FILE PHOTO: Take away cardboard meal boxes are seen on a table at chef Jordan Bailey’s two-Michelin starred restaurant Aimsir during preparations to re-open as coronavirus disease (COVID-19) restrictions begin to ease in Celbridge, Ireland, June 2, 2021. REUTERS/Clodagh Kilcoyne/File Photo

August 11, 2021

By Sujata Rao and Simon Jessop

LONDON (Reuters) – From container ships to cardboard, tighter environmental regulations are stoking shortages and price spikes as ‘greenflation’ takes a grip, adding a new twist to corporate valuations.

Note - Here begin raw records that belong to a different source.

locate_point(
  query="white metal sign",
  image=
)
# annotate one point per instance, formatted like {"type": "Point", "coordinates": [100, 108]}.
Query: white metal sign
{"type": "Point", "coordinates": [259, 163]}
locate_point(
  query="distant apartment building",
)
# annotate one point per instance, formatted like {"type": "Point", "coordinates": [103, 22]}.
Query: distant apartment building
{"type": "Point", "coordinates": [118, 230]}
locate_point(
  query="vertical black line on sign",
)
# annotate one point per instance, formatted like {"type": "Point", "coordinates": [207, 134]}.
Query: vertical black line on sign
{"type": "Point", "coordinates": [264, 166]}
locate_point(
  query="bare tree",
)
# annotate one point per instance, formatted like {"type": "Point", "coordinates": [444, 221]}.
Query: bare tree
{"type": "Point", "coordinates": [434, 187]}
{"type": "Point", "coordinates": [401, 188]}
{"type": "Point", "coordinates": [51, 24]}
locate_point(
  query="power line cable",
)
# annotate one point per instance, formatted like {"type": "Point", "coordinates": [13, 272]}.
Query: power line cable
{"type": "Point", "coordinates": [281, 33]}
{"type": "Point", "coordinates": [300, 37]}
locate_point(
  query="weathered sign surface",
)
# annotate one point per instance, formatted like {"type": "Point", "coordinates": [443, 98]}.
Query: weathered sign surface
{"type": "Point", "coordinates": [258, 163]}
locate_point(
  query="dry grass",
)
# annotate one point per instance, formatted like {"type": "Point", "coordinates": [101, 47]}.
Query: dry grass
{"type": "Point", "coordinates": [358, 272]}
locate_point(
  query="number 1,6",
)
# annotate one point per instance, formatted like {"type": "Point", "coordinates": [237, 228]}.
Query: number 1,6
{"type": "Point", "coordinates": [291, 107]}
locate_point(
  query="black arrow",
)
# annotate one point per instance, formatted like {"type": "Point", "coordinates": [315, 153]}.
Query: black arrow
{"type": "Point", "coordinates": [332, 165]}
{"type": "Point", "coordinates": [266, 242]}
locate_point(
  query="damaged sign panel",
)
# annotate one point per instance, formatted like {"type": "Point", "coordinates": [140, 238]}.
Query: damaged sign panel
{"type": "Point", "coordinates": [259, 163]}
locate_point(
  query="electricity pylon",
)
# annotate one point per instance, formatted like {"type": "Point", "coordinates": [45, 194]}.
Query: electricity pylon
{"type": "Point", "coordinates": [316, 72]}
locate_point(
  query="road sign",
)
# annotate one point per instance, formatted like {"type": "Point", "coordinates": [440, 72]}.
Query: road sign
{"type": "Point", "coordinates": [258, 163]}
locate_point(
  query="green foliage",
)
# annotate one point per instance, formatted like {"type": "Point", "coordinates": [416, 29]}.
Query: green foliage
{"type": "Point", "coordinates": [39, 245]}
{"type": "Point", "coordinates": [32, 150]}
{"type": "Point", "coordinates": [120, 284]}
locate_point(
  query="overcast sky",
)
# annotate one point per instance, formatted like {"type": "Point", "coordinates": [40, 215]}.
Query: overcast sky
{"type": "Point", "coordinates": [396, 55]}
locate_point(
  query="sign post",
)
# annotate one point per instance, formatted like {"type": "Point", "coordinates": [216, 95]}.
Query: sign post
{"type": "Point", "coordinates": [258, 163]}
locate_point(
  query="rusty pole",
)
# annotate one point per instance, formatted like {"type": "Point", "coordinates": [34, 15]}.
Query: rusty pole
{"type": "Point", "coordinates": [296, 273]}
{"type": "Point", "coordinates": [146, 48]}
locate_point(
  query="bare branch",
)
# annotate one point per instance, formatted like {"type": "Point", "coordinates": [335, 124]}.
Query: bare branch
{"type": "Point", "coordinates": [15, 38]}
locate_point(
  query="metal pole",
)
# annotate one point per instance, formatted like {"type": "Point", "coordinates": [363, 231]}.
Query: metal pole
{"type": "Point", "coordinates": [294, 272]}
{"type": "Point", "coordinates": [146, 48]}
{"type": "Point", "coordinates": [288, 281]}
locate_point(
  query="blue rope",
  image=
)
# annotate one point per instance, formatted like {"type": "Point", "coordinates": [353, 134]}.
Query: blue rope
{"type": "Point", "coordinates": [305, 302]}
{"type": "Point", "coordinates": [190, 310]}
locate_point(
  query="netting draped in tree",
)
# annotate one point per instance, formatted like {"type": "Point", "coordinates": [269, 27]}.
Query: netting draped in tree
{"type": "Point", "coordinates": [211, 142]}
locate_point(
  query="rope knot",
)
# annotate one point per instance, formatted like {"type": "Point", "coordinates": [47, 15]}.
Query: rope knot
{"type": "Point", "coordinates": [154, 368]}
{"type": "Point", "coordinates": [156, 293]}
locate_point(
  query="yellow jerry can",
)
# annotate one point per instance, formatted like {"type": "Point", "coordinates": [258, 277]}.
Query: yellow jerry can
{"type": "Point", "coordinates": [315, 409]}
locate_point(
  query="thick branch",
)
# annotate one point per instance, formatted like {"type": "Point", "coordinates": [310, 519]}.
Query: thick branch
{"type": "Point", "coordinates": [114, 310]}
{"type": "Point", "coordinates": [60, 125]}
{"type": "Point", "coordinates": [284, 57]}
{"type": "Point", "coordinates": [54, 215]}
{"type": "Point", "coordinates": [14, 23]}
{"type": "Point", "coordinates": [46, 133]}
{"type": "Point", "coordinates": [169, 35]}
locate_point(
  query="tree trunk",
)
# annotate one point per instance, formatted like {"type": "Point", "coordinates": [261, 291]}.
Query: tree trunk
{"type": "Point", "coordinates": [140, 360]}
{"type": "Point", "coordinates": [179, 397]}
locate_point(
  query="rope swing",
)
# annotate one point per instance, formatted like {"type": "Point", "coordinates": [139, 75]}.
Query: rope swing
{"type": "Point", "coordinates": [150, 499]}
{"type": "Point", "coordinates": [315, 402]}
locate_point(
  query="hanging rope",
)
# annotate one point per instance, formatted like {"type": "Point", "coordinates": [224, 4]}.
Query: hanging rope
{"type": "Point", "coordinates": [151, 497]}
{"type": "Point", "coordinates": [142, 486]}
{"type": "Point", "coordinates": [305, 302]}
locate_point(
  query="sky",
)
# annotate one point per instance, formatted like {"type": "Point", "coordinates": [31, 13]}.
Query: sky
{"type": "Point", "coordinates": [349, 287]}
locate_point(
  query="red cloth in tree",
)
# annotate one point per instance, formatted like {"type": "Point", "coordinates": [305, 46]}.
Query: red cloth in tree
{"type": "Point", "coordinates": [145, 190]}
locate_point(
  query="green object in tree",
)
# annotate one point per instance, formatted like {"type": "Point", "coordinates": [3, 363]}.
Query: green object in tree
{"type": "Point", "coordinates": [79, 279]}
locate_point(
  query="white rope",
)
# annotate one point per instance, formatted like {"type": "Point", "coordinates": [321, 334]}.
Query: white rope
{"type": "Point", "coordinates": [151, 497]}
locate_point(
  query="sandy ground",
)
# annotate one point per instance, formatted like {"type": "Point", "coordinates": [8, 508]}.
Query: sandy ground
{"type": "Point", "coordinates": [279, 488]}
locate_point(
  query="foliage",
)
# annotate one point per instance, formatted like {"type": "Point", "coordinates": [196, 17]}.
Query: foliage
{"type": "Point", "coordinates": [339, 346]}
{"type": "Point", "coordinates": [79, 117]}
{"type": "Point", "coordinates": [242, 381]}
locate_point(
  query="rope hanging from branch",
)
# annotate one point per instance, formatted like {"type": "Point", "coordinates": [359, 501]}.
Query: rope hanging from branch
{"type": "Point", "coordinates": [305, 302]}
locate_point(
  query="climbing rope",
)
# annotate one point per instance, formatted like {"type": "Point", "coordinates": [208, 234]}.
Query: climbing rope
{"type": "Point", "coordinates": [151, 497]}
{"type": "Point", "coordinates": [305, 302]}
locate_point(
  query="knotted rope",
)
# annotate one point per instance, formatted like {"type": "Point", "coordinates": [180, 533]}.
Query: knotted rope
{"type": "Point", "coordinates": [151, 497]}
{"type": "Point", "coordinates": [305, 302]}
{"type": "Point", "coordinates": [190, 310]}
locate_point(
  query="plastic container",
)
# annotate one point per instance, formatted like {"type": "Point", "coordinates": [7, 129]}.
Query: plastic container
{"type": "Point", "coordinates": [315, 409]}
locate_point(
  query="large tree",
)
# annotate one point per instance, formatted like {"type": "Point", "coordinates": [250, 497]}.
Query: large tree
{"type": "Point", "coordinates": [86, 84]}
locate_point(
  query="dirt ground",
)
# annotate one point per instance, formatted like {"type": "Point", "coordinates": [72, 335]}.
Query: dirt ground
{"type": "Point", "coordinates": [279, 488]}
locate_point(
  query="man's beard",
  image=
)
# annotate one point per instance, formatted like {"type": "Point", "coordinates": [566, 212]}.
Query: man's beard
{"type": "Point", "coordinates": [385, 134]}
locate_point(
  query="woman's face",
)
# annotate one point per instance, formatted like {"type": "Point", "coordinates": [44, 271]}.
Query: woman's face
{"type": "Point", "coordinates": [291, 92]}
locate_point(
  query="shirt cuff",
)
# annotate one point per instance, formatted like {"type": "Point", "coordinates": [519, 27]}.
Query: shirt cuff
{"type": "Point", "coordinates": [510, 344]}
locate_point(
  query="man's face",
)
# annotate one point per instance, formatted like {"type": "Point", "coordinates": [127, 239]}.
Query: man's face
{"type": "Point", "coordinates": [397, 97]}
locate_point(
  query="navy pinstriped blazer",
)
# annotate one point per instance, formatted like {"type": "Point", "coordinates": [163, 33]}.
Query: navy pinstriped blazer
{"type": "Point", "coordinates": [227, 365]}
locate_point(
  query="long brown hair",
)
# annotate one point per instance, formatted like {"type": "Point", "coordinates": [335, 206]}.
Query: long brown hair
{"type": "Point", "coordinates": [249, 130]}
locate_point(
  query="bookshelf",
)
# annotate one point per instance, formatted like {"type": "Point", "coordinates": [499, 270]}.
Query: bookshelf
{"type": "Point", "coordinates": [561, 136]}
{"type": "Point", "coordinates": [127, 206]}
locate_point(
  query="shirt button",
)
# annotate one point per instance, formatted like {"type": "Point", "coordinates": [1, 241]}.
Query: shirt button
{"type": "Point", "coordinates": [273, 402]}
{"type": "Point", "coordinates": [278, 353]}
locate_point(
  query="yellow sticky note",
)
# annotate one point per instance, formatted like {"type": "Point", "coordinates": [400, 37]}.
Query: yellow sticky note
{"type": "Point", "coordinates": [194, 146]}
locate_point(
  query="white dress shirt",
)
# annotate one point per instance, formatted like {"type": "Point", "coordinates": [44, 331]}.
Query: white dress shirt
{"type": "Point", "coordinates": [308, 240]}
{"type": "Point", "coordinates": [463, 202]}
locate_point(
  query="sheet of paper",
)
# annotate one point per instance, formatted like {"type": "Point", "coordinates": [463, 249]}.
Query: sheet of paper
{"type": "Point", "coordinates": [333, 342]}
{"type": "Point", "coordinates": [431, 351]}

For all the inflation-is-transitory messages from central banks, double or triple-digit cost increases have become common on company balance sheets, although the green variety has yet to show up in bond markets, the usual early warning system.

While higher costs are partly down to pandemic-linked supply glitches, fund managers say a powerful impetus is emanating from stringent new rules to guide the world’s transition to a greener future.

And these may outlast the COVID-19 inflation narrative.

To slash greenhouse gas emissions, the European Union will lift the cost of emitting carbon for transport and factories, ditch sales of gasoline-fuelled cars and slap carbon levies on trade partners.

Aluminium, electricity and fertiliser are among sectors targeted, with others such as aviation in the EU crosshairs.

Investors largely agree greenflation is a necessary risk, because with the United Nations saying global warming is spiralling out of the control, the alternative of frequent floods, droughts and forest fires is worse.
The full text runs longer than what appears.